Cuando reflexionamos sobre la situación actual de la Iglesia,
frecuentemente afirmamos que estamos viviendo unos momentos de crisis. Esta
sensación nos impide ver muchas veces los grandes dones que Dios nos ha
regalado durante las últimas décadas. El gran regalo de Dios a la Iglesia es la
santidad de sus miembros y su gran tesoro son los santos. Si la Iglesia fuera
rica y potente en sus instituciones y no tuviera frutos de santidad, en
realidad sería pobre. En cambio, una Iglesia que vive santamente, aunque sea
pobre en personas y en medios, posee un gran tesoro.

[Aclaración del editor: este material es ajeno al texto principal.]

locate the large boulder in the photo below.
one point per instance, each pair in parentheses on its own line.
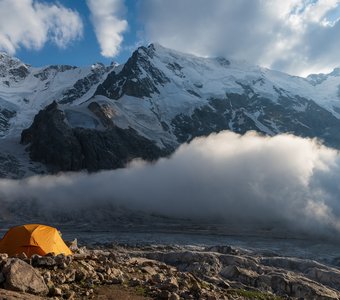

Hemos de agradecer a Dios que, en medio de un tiempo en el que sentimos las
dificultades de la evangelización, nos haya regalado unos testimonios de
santidad tan luminosos para nuestro mundo. Uno de ellos es Santa Teresa de
Calcuta, canonizada por el papa Francisco hace unas semanas. Su figura resulta
familiar a toda una generación de cristianos. La recordamos, por ejemplo, junto
a San Juan Pablo II, quien supo ver la profundidad de su experiencia espiritual
y estuvo unido a ella por una amistad sincera.
Su actividad nos resulta también conocida: entregó la vida por mostrar la
luz de Cristo y saciar la sed de Dios entre los más necesitados de amor, que
eran para ella los pobres de Calcuta. La congregación de las Misioneras de la
Caridad, fundada por ella, continúa su obra en todo el mundo, amando a los más
necesitados con el mismo amor con el que aman al Señor. Su labor fue
unánimemente reconocida incluso fuera de las fronteras de la Iglesia. La
concesión del premio Nobel de la paz fue el signo de la admiración que despertó
su obra y el modo de realizarla.
Pero el secreto de la santidad está dentro, en el corazón, en las
motivaciones, en el amor al Señor, en la obediencia a su voluntad y en la
fidelidad a los compromisos, a pesar de las dificultades y oscuridades. La
grandeza de esta mujer pequeña está en su camino espiritual: en el deseo de ser
misionera durante su juventud, que la llevó a ingresar en la congregación de las
hermanas de Loreto; en el voto privado que hizo en el año 1942 de dar a Dios
cualquier cosa que le pidiera y no negarle nada; en la generosa respuesta a la
“llamada dentro de la llamada” que el Señor le hizo el 10 de septiembre de 1946
durante un viaje en tren “para ir a las calles a servir a los más pobres de los
pobres”. No vivió esto como un proyecto suyo, sino como una llamada “para
dejarlo todo y seguirle a Él a los barrios más miserables”.
Fiel a su compromiso del año 1942, tuvo que tomar decisiones dolorosas y
arriesgadas: abandonar la congregación a la que pertenecía y esperar el
reconocimiento de la Iglesia a la nueva familia religiosa fundada por ella.
Además, tuvo que pasar por la experiencia de una noche espiritual que la
llevaría a una fe pura y desnuda y, en determinados momentos, a preguntarse si
lo que hacía era la voluntad de Dios. Y a pesar de todo esto, fue fiel al deseo
de saciar la sed de Cristo que continúa presente en nuestro mundo en aquellos
que, como Él, “mueren en la pobreza absoluta, privados de todo consuelo,
abandonados, despreciados y rotos en el cuerpo y en el alma”.
Que el Señor nos conceda alegrarnos por este testimonio de santidad.